Thursday, May 28, 2009

Statements transphobic idiots make #1: "You should make do with what you're given, if you're REALLY interested in fighting the gender binary."

This particular attack generally comes from people with a view to deconstruct gender, i.e. socially mandate it out of existence. It's not so much an argument against transsexuality as it is against transition (with the implication that such methods can't "work" or have no effect, as if I needed a vagina or breasts to be a woman...)

Your first incorrect assumption here is that I want to fight the gender binary. On the contrary, I suspect that the "gender binary" is very much natural and I know it does not in any way offend my sensibilities. I would say that most everyone I've ever met is either a self-identified man or a self-identified woman, and that is totally cool if it works for them. As for myself, I'm a self-identified woman. No, I've no interest in fighting the gender binary. I've interest in fighting the obligations one is born with toward the gender binary. If you are born male you are obligated to be a man in the binary, while females are obligated to be women. Everyone is obligated to identify as one or the other, at least. The fact that most people DO identify within those fairly narrow ranges is wholly incidental; one should be free to identify anywhere along the masculine-feminine spectrum, or outside of it, if they feel such a label accurately describes them, regardless of birth sex or anything. It isn't acceptable to have as a goal "dismantling the identity of another person"; that is a violation of their rights to self-determination. Liberating people, on the other hand, to freely choose their identities and their expressions of them, is a profoundly noble thing.

Your second incorrect assumption is that for whatever reason transition (usually medical transition) is by nature an appeal to normativity. This often comes from people who honestly believe that being a trans woman who is "feminine" is somehow more "normative" than being a feminine man or a masculine woman, and more importantly, that being "normative" is necessarily bad. First--trust me, I know this--being trans is not suddenly conforming to gendered stereotypes, especially not in a world that stubbornly continues to conflate birth sex and everything else relating to one's gender/presentation. I still catch tons of shit for being a trans woman, and NOBODY, EVER, has said to me "Well at least you transitioned, 'cause if you'd been a feminine man, whoa, that would have been rough." My life is not suddenly simple now that people no longer usually mistake me for a man--I still have to deal with the cultural baggage that comes with my now-perceived womanhood, much of which I would reject wholesale, were that an option, in addition to all the shit shovelled on me for being trans. Second--there's nothing wrong with being typical or "normative". In many ways I am a typical woman--that doesn't mean I suddenly can't be an activist or that I'm suddenly kowtowing to "the Man". Look at it this way--there is no reason whatsoever to be ashamed of being white. Being white is not bad. Being oppressive and wielding your white privilege against people of color is bad. Likewise, I am in many ways a "typical" woman, and I'm fine with that--if I were ranting about how I'm so much better at being a woman than butch lesbians, that would be bad.

Many people back this up with bullshit like "I don't really agree with any cosmetic surgery, though, so I'm not transphobic. You just shouldn't be ashamed of your body, because it's what's inside that counts." I want you to picket the burn victims' unit in your local hospital with signs that say "No skin transplants for burn victims; BE PROUD OF YOUR BODY". Now, I don't think a burn victim ought to be compelled to get skin grafts. But if they want them then they should be available. Skin grafts generally serve no physiological purpose--your skin WORKS, scarred though it may be.
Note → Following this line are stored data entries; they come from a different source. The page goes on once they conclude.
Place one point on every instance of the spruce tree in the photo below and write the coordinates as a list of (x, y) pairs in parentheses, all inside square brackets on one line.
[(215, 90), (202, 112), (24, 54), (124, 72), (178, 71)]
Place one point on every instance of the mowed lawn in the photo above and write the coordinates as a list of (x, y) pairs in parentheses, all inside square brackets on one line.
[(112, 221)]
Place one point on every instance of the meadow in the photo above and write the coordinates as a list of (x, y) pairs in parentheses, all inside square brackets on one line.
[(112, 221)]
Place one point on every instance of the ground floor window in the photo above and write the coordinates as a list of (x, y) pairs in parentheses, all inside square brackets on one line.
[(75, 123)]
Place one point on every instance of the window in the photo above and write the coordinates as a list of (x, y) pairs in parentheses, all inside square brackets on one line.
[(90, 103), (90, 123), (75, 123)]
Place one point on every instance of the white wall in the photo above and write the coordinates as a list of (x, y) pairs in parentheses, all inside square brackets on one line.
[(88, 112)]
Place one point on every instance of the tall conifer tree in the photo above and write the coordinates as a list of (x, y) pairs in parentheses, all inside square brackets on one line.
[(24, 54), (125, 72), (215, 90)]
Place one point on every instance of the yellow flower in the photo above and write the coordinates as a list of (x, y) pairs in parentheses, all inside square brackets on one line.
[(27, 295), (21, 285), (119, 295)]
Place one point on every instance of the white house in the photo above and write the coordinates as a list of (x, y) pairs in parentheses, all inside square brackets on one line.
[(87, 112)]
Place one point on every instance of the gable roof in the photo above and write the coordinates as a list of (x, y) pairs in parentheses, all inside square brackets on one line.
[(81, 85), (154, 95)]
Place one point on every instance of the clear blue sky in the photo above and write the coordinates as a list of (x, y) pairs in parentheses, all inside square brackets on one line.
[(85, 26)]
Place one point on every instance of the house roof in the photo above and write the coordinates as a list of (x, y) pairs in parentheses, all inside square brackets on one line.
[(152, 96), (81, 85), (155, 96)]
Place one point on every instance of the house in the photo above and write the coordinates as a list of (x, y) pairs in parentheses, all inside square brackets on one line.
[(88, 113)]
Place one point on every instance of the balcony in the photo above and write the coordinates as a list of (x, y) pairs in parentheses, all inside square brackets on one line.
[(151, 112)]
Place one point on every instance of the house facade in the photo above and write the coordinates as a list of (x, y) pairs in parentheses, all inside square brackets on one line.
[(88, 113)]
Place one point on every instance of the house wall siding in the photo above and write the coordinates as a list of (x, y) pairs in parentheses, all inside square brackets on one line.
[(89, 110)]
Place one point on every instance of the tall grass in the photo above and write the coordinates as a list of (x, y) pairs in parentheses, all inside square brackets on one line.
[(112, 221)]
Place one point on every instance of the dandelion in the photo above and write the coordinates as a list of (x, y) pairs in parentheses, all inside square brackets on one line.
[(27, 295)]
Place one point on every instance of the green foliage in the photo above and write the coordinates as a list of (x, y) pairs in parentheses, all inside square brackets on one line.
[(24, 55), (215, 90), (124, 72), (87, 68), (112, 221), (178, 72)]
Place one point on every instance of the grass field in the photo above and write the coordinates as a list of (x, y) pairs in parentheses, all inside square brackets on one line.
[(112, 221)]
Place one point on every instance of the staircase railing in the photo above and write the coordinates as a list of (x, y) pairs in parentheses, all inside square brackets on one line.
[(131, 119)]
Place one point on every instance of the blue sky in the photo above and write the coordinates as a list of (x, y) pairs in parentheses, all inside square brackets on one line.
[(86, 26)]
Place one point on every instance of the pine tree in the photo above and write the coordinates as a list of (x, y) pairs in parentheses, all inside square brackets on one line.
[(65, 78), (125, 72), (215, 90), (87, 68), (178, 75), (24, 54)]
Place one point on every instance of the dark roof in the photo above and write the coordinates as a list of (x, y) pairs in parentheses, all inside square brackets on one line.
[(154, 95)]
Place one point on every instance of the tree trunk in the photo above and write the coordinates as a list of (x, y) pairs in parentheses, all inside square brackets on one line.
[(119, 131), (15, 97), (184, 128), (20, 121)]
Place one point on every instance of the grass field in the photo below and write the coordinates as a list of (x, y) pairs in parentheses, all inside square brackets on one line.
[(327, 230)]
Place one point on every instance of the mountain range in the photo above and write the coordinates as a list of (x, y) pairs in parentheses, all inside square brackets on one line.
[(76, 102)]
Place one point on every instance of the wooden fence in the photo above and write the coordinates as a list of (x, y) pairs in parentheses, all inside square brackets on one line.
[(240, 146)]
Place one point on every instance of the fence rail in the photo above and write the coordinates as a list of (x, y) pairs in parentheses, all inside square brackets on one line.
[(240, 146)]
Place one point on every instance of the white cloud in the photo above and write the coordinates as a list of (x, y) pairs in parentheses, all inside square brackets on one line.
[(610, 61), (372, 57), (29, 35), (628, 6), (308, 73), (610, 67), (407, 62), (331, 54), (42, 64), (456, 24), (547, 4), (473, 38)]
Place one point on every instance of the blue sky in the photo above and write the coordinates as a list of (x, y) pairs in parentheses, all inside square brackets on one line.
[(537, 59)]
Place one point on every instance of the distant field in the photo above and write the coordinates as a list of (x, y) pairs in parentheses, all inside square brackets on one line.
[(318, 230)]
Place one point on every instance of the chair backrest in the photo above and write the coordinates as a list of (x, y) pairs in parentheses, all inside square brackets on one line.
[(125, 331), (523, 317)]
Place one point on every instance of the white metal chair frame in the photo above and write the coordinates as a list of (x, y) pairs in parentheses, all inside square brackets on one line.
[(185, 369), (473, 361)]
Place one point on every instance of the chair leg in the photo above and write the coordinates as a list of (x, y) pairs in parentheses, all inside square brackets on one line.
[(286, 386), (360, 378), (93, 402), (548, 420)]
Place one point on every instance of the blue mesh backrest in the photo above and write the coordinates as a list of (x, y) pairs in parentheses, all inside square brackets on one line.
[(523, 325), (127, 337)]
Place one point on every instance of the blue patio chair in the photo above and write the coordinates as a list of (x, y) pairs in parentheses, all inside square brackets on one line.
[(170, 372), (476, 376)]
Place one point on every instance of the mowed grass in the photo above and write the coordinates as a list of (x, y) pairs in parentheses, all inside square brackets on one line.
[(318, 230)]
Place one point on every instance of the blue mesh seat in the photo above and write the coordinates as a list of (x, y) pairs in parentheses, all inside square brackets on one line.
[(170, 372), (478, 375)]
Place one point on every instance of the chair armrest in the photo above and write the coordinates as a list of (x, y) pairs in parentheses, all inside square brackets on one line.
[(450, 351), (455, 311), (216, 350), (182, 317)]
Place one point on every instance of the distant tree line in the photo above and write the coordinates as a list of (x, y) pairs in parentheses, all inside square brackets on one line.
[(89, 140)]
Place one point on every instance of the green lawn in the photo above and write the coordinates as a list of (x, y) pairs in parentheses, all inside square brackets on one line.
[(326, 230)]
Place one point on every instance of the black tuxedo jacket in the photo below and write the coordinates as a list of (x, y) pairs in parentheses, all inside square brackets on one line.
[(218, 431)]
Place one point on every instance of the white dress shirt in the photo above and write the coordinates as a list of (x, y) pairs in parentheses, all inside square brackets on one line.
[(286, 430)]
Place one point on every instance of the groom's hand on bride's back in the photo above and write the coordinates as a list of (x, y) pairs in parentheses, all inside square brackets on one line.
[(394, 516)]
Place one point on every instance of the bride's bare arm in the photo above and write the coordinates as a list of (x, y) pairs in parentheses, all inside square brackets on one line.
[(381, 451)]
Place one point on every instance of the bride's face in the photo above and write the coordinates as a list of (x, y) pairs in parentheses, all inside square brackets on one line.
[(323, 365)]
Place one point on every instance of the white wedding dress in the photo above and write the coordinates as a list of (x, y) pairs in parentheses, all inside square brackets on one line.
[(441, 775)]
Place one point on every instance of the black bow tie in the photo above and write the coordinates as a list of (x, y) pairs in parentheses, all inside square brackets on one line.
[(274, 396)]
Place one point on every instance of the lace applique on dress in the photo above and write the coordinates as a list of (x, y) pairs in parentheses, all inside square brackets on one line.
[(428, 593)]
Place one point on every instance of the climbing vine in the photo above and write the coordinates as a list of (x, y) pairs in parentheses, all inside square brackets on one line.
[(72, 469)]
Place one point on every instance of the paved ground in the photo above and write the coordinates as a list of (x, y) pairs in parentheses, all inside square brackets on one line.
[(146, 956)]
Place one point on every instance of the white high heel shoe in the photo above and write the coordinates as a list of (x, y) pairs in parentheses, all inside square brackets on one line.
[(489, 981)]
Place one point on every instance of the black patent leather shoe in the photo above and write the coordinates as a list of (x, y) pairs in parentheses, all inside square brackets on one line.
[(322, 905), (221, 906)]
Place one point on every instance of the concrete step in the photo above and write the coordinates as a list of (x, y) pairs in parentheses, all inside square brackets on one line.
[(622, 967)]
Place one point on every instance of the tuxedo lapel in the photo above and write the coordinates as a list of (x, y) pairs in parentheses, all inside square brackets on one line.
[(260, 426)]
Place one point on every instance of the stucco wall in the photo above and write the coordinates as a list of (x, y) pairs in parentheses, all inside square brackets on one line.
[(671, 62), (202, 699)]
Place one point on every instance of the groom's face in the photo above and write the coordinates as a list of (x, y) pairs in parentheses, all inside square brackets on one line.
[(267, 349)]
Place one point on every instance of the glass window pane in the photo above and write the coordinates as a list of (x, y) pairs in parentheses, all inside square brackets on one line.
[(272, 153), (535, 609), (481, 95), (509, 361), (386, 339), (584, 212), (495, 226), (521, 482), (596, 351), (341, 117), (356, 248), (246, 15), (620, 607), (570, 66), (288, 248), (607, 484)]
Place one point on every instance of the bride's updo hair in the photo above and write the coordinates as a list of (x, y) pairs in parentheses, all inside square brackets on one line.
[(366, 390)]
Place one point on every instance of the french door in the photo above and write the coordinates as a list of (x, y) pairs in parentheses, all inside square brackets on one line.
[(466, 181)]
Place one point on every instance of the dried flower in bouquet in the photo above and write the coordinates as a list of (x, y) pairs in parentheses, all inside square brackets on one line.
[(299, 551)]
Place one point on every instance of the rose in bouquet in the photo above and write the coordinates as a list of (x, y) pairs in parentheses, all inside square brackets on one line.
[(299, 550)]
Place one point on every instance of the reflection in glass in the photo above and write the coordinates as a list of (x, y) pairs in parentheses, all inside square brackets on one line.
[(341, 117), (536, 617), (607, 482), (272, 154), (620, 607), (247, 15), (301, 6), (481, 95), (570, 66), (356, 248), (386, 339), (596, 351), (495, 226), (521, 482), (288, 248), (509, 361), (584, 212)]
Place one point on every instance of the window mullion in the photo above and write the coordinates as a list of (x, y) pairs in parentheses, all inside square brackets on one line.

Skin grafts are a psychological/social thing done for the comfort of the individual--just like transition. I'm the same person now, mid-transition, as I was before I started, and I will be the same person when I'm "done" (though perhaps happier, when I no longer catch hell over the information on my driver's license). Transition is making me happier, nothing else, because I can finally say I love every part of my body, and it all feels right (or is getting there). You don't have to like it, but here's the thing--to refuse to actually support my right to alter my body as I am comfortable doing is simply giving ammunition to those who WOULD out-and-out stop me. I don't ask that you change the way you FEEL, merely the way you ACT. If you are really committed to personal freedoms you have a duty to BEHAVE in a supportive manner, which includes not saying stupid shit like "Cosmetic surgery is perpetuating a dangerous materialist streak in our culture." Instead realize that people who undergo cosmetic procedures (whether they be surgical or hormonal, in any case) MAY indeed do it to conform to someone else's beauty standards--but some of us do it for ourselves, and in the end--neither you nore anyone else should get a say in what I do with my body.